One other aspect when it comes to the prospect of a much weaker pound after the UK leaves the EU is the impact it could have on the North’s agricultural sector.

Will there be high tariffs?

In the past depreciation of sterling has been beneficial to the agricultural sector because producer prices and direct payments have increased when the pound is weaker against the euro.

But the department warned that if there is no-deal Brexit “there is some reason to doubt whether any depreciation of sterling following a no-deal exit would have the same effect”. And the department also highlighted that Northern Ireland producers will likely face potentially high tariffs and market disruption.

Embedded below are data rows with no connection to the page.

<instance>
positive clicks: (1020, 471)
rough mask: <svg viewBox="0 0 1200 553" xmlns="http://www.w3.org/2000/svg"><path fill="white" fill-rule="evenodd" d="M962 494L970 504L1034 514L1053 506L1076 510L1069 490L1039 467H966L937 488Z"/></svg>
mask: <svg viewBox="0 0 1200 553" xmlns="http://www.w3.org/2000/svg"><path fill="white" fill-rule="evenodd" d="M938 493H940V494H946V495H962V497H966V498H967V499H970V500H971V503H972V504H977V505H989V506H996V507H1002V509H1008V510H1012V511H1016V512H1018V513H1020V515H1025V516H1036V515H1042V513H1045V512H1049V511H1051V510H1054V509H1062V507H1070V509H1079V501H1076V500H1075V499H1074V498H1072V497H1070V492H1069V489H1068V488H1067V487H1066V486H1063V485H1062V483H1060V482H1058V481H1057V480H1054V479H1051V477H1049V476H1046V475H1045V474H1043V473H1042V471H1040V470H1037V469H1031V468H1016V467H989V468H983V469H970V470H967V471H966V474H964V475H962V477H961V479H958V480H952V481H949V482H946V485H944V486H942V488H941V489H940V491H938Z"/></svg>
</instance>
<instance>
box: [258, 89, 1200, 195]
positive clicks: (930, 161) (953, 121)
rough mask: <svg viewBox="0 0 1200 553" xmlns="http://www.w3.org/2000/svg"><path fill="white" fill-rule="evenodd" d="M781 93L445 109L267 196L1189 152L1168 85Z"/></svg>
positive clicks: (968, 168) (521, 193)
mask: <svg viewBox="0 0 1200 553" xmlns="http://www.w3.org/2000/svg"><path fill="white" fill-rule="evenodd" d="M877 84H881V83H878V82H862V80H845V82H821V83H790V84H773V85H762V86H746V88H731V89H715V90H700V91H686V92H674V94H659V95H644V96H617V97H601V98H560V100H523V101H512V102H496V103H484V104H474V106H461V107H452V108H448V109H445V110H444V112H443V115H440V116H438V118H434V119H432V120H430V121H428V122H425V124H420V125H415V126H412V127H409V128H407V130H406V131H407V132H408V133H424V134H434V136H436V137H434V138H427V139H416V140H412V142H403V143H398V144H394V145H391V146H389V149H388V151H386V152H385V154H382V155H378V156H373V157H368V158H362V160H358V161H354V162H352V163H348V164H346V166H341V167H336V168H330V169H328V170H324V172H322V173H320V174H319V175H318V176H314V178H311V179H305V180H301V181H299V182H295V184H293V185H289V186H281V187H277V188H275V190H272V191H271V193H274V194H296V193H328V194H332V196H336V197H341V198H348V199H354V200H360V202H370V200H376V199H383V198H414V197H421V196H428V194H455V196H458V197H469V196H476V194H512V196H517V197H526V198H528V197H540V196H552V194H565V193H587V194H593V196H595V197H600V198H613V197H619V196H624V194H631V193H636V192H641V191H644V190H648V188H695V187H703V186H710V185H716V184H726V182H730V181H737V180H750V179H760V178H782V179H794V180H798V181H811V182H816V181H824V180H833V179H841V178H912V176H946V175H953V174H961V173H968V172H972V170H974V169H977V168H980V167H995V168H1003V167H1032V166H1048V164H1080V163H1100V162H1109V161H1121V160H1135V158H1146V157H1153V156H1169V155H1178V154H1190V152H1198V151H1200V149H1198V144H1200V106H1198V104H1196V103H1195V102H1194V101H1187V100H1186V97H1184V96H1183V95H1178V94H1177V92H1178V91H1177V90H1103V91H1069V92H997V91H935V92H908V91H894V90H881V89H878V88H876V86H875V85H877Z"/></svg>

Overall, the department concluded that any further drop in the value of the pound following Brexit “is likely to represent a risk to the Northern Ireland economy and to those on low incomes in particular”.

Separately, the Northern Ireland Retail Consortium has also emphasised that consumers in the North would feel “cost rises first and hardest” from a no-deal departure.

Consortium director Aodhán Connolly said that if the UK leaves without a deal there will be immediate supply-chain issues for retailers.

“The NIRC’s own assessment has shown that soft fruits and vegetables, such as strawberries, tomatoes and lettuces, would likely see reduced availability as they are largely imported during the winter months.

“The reality remains that a no-deal Brexit in October would present the worst of all worlds for our high streets and those who shop there,” he said.